Le tribunal judiciaire de Grasse, statuant le 8 juillet 2025, a examiné une demande d’opposition à la dissolution d’une société. Cette demande est intervenue après l’ouverture d’une procédure collective à l’encontre de la société débitrice. Le juge a dû statuer sur le sort de cette opposition et fixer le montant d’une créance au passif. La décision rejette l’opposition comme sans objet et fixe la créance de la partie demanderesse.
La régularité procédurale en cas de défaut de comparution
Le tribunal vérifie scrupuleusement les conditions de la citation. Il constate la régularité des significations pour chaque défendeur, malgré leur absence à l’audience. Pour la société, l’huissier a procédé à une signification à domicile avec dépôt de l’acte à son étude. Pour l’associé unique introuvable, la citation a été transformée en procès-verbal de recherches infructueuses. Ces diligences respectent les formalités prévues par les articles 658 et 659 du code de procédure civile. La décision peut ainsi être rendue contradictoirement sur le fond, en application de l’article 472.

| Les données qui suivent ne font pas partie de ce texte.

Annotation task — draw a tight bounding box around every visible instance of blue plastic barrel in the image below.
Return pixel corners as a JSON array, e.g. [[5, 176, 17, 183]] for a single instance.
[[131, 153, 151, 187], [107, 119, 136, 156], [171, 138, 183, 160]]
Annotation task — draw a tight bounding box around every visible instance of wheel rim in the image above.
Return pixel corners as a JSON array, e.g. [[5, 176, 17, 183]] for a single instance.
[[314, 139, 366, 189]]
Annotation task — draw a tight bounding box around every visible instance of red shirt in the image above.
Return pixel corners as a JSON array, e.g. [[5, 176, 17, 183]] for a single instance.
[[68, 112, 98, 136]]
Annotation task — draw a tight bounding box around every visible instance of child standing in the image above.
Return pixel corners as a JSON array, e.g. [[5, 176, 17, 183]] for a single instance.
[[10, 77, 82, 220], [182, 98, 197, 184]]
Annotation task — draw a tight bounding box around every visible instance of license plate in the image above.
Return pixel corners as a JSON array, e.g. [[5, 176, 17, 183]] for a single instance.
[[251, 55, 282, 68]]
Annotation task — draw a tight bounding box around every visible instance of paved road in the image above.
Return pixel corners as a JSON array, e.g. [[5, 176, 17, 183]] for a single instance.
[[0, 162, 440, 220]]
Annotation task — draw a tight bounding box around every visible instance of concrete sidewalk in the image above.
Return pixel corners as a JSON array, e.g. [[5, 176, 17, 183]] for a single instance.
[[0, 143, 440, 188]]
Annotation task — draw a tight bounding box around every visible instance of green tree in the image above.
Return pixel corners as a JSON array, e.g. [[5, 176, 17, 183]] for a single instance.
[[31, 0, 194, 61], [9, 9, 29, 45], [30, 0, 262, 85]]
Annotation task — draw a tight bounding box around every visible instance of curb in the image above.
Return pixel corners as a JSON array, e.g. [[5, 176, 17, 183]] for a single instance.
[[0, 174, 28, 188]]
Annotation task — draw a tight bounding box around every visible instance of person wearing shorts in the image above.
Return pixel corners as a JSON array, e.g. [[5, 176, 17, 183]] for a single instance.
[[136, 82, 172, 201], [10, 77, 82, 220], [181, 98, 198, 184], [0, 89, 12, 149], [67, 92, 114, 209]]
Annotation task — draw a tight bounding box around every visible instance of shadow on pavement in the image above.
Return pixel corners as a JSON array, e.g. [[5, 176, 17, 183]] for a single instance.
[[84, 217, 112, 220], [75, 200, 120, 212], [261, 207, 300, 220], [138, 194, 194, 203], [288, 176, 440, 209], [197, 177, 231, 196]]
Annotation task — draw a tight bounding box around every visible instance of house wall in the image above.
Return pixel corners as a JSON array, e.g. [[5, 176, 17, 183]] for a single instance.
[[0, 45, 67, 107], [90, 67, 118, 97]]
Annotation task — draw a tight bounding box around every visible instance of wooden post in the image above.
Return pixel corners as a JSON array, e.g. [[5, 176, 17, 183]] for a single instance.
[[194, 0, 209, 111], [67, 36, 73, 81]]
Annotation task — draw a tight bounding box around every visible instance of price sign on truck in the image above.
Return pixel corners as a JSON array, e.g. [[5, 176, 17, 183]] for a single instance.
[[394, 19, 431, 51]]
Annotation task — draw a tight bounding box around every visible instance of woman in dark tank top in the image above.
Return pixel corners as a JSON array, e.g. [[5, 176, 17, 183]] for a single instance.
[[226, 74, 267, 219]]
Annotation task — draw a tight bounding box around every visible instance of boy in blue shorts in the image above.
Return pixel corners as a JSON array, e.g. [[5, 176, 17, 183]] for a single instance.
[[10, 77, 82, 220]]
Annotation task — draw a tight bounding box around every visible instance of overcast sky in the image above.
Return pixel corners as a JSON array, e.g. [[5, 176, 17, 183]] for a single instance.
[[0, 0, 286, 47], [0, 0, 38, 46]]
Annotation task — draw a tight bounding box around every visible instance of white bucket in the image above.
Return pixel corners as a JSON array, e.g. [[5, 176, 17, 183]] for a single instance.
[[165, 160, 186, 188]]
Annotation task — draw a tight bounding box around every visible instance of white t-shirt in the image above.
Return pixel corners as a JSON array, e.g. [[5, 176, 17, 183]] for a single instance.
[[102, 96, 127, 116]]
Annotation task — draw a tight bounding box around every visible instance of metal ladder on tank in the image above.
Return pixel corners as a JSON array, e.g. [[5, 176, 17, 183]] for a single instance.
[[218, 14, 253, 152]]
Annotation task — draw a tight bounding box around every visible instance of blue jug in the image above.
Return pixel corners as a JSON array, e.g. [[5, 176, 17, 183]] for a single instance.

La portée de ce contrôle est essentielle pour garantir les droits de la défense. Le juge s’assure que la partie défaillante a été valablement informée de l’instance. Cette rigueur procédurale légitime le caractère réputé contradictoire du jugement. Elle préserve l’équilibre entre le droit d’agir en justice et les garanties du procès équitable.
L’extinction de l’opposition à la dissolution en liquidation judiciaire
Le tribunal constate que l’objet de la demande initiale a disparu. La société fait l’objet d’un jugement prononçant sa liquidation judiciaire. L’opposition à la dissolution par transmission universelle du patrimoine devient donc sans cause. Cette solution découle de la conversion de la procédure de redressement en liquidation. La demande est ainsi privée de son utilité pratique par un changement de circonstances.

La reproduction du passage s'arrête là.